The second step is to be realistic. I know I’m not going to do more than five or six hours of work in a day. Even if I were to completely empty the day, I’ll hit my mental limit after five or six hours of focus. So I have no guilt in scheduling only five or six hours of work into my day. But I also know I’ll get stressed and anxious if I do less than five hours (with the occasional exception beyond my control). So I figure out where in the day I want to do those five or six hours, allowing room for the other things in the day I know are good for me.
It boils down to taking care of a lot of the more tedious decisions at one point in your week, so you can then devote the decision-making energies of each day to your work.
6. Anything else?
You’ll probably need a couple of goes at structuring your week before you get it right.
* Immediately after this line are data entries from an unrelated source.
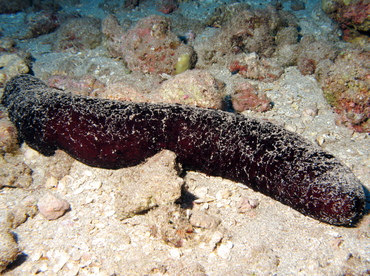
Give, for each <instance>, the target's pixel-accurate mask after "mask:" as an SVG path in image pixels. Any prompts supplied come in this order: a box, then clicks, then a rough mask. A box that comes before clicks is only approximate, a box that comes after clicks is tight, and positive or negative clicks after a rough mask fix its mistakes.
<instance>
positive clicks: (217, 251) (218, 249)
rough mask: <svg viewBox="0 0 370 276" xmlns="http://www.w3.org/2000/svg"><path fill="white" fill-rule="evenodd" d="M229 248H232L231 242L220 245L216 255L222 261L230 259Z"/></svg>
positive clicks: (230, 241)
mask: <svg viewBox="0 0 370 276" xmlns="http://www.w3.org/2000/svg"><path fill="white" fill-rule="evenodd" d="M231 248H233V243H232V242H231V241H227V242H226V243H222V244H220V246H219V247H218V248H217V255H218V256H219V257H221V258H222V259H224V260H227V259H228V258H229V257H230V252H231Z"/></svg>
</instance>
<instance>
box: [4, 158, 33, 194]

Not just how you arrange things, but what tools you use to implement it. Some people love their bullet journals; others like spending some time each morning planning out that day. Some people work well with a to-do list, and others work best with a ‘done’ list. My personal preference is a week-at-a-glance diary, which I can check on Sunday nights and plan out the week to come.
Decision fatigue is an area that’s still being researched; whether you take it as hard psychological science or as a metaphor for how best to allocate your cognitive resources over the day, I think it’s a profoundly useful concept for helping you implement a sustainable working life.
Thanks Beth! I love these tips.
What do you think? Would you like to try planning minor aspects of your schedule, to see if it helps you write/edit more productively and happily? Maybe we could set one another a challenge!